L’Union sacrée ou la Niya 2.0

L'entraîneur marocain Walid Regragui est projeté dans les airs alors que les joueurs célèbrent la victoire du match de football de quart de finale de la Coupe du monde Qatar 2022 entre le Maroc et le Portugal au stade Al-Thumama de Doha le 10 décembre 2022.

L'entraîneur marocain Walid Regragui est projeté dans les airs alors que les joueurs célèbrent la victoire du match de football de quart de finale de la Coupe du monde Qatar 2022 entre le Maroc et le Portugal au stade Al-Thumama de Doha le 10 décembre 2022. . Kirill KUDRYAVTSEV / AFP

À six mois du coup d’envoi de la CAN 2025, les Lions de l’Atlas nourrissent plus que jamais l’ambition de décrocher un titre continental qu’ils attendent depuis près d’un demi-siècle.

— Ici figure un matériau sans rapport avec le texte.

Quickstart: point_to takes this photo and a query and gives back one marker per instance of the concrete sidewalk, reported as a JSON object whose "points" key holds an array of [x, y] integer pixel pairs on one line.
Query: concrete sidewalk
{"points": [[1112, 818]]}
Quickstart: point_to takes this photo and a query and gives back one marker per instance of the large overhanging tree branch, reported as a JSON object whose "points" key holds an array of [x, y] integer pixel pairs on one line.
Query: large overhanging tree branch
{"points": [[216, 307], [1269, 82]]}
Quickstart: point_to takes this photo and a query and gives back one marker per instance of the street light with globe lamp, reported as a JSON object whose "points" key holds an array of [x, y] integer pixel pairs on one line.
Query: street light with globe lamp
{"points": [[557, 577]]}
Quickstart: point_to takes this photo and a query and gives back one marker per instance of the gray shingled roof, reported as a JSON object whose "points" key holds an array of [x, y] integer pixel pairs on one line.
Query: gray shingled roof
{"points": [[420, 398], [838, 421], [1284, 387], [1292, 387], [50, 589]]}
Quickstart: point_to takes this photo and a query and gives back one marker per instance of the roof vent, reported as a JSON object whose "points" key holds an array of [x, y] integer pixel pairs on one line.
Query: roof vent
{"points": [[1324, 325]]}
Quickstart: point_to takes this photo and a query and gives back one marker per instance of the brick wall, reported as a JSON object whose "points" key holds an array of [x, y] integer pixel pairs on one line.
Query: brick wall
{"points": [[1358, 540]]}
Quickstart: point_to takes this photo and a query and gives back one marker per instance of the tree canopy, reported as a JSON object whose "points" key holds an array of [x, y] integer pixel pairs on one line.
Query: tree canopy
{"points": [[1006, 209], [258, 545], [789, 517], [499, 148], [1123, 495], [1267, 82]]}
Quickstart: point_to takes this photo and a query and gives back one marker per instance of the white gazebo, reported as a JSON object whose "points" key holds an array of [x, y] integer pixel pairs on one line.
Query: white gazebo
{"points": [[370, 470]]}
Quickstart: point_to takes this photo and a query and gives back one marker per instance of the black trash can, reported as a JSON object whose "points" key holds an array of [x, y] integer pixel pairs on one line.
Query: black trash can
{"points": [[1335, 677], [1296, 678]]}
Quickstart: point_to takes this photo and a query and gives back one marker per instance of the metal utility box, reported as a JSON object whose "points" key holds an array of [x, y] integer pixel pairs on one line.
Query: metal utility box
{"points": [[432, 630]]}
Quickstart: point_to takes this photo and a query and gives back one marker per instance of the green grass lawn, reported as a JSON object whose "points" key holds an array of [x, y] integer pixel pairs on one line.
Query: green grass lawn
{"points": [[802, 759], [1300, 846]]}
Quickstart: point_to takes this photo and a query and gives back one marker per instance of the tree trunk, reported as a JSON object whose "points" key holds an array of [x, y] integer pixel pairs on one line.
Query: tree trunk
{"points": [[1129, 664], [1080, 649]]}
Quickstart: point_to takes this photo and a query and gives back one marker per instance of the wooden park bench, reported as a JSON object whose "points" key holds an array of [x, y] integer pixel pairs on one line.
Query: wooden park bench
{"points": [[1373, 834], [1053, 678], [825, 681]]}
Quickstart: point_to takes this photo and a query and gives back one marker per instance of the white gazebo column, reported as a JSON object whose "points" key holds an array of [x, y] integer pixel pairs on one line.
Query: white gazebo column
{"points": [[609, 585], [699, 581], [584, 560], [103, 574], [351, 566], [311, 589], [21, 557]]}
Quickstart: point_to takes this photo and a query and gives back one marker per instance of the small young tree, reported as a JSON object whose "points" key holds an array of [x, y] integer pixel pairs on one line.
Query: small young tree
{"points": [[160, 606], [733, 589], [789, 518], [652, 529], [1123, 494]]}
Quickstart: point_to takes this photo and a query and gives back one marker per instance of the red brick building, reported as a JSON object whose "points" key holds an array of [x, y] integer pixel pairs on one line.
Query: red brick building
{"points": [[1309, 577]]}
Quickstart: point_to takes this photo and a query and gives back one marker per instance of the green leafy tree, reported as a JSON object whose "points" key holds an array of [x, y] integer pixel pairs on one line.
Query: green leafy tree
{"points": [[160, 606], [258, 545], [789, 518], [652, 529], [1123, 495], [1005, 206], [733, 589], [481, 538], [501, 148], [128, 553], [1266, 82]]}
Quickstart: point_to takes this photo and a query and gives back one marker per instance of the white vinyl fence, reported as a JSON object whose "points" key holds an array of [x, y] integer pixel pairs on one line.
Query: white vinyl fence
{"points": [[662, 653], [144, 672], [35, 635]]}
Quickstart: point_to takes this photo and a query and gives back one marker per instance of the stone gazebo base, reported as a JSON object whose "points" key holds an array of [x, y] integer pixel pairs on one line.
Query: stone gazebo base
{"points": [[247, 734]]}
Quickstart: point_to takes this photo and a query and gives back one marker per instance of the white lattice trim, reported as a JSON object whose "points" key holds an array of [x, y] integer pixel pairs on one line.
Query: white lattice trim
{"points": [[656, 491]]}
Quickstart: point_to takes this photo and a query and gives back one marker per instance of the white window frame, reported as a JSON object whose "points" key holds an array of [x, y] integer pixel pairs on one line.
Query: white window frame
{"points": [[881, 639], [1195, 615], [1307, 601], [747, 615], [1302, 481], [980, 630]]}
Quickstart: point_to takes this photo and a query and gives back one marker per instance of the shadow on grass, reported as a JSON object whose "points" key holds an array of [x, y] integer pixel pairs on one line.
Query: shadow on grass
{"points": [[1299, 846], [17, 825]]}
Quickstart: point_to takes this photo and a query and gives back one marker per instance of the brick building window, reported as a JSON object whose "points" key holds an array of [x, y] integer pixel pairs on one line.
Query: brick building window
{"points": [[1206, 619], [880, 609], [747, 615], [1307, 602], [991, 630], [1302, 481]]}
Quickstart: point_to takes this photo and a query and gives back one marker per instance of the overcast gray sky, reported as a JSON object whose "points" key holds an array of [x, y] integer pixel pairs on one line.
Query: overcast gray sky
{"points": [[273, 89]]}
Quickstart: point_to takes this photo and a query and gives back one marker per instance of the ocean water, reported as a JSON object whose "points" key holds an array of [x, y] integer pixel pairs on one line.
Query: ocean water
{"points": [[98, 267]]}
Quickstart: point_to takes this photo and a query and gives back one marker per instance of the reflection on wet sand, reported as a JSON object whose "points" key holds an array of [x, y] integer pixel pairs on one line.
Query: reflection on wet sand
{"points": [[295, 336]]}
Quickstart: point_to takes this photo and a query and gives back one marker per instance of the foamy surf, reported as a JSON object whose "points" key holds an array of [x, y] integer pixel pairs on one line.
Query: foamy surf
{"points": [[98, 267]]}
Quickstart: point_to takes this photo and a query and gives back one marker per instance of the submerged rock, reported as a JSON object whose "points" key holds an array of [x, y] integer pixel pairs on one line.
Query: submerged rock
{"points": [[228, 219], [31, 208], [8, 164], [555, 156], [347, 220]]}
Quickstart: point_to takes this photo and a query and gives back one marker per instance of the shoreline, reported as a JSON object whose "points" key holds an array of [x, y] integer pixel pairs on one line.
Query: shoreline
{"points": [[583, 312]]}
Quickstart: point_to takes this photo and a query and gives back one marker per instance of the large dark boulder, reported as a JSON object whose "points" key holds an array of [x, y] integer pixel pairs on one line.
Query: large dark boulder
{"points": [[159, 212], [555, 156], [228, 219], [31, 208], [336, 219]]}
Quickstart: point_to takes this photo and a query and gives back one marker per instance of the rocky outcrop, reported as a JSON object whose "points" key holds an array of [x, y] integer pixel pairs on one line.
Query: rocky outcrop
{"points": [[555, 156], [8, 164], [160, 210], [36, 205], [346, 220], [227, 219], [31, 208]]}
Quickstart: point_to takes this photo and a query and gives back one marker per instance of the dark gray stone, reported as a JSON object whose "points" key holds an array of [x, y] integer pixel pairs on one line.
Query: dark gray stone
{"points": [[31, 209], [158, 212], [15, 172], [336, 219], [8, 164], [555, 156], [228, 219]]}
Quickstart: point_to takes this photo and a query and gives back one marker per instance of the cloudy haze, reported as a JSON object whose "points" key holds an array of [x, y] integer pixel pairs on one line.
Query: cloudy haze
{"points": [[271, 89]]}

Pour atteindre cet objectif, les hommes de Walid Regragui auront besoin d’une synergie totale et de la mobilisation de tous les acteurs, y compris les médias.

Le 20/06/2025 à 14h24

La dernière sortie médiatique de Walid Regragui, après le match face au Bénin, avait semé le doute. Beaucoup s’interrogeaient: étions-nous en train de perdre le Regragui que le public avait appris à connaître et à apprécier depuis ses débuts en tant qu’international en 2000? Son body language et ses réponses pouvaient légitimement intriguer ceux qui le connaissent le mieux, alors à fortiori le fan qui ne l’a jamais approché.

Mais jeudi, devant un parterre de journalistes de la presse généraliste et spécialisée, le sélectionneur national a pris le temps -trois heures durant- pour expliquer, chiffres à l’appui, sa démarche, sa vision, et les raisons de ses choix. Le ton s’est voulu apaisé, le mea culpa sincère. Et comme souvent dans ce genre de circonstances, faute avouée est à moitié pardonnée. En retour, les journalistes ont joué franc-jeu. Ils ont exprimé leurs attentes, leurs frustrations. Tout a été mis sur la table: l’absence d’interviews exclusives accordées à la presse nationale, la présence de Regragui sur des plateaux étrangers comme El Chiringuito. Pour beaucoup, le moment est venu de renforcer la préférence nationale. Le public marocain doit pouvoir lire, entendre et voir son sélectionneur sur des supports locaux. Avec un mot d’ordre: mieux vaut arroser son propre jardin que celui du voisin.

Cette initiative a permis de crever l’abcès, d’ouvrir un nouveau chapitre. Une sorte de Niya 2.0. Car ce mot arabe, qui signifie «bonne foi», doit s’appliquer aux deux camps. D’un côté, un sélectionneur appelé à conserver fraîcheur et spontanéité, notamment en conférence de presse. De l’autre, une presse capable de critique constructive, sans sombrer dans le dénigrement ni la chasse au buzz. Dans ce pacte moral et mutuel, il ne peut y avoir de place pour la malveillance. À Walid d’accueillir la contradiction sans se retrancher derrière le sarcasme. Aux journalistes, qu’ils soient rédacteurs, chroniqueurs ou figures télévisuelles, d’insuffler cet élan populaire capable de porter l’équipe vers les sommets, tout en gardant intact leur sens critique.

Dans la feuille de route qui s’ouvrira le 21 décembre, l’Union sacrée devra prévaloir sur les intérêts personnels et les ego mal placés. Il faudra aussi apprendre à exorciser nos peurs, à dépasser les traumatismes, celui de la CAN 1988 notamment, et à aborder chaque rencontre sans complexe. D’autres rencontres sont d’ailleurs prévues dans les prochains mois, avec les entraîneurs de Botola Pro 1 et 2, d’anciens internationaux comme les héros d’Addis-Abeba 1976, et pourquoi pas des représentants de la société civile.

La CAN se gagnera sur des détails. Ce moment de partage, de confidence et de vérité constitue une première étape essentielle. Car Regragui et ses hommes ont une obligation de résultat. La presse, elle, une obligation de moyens. Avec un objectif commun: gagner. Que ce soit grâce à des actions d’éclat, des lucarnes sublimes, des buts de raccroc ou au terme d’une cruelle séance de tirs au but.

Rendez-vous est donc pris pour le 18 janvier 2026. Pour célébrer une deuxième étoile de champion d’Afrique... ou pour faire les comptes sans complaisance et en toute objectivité.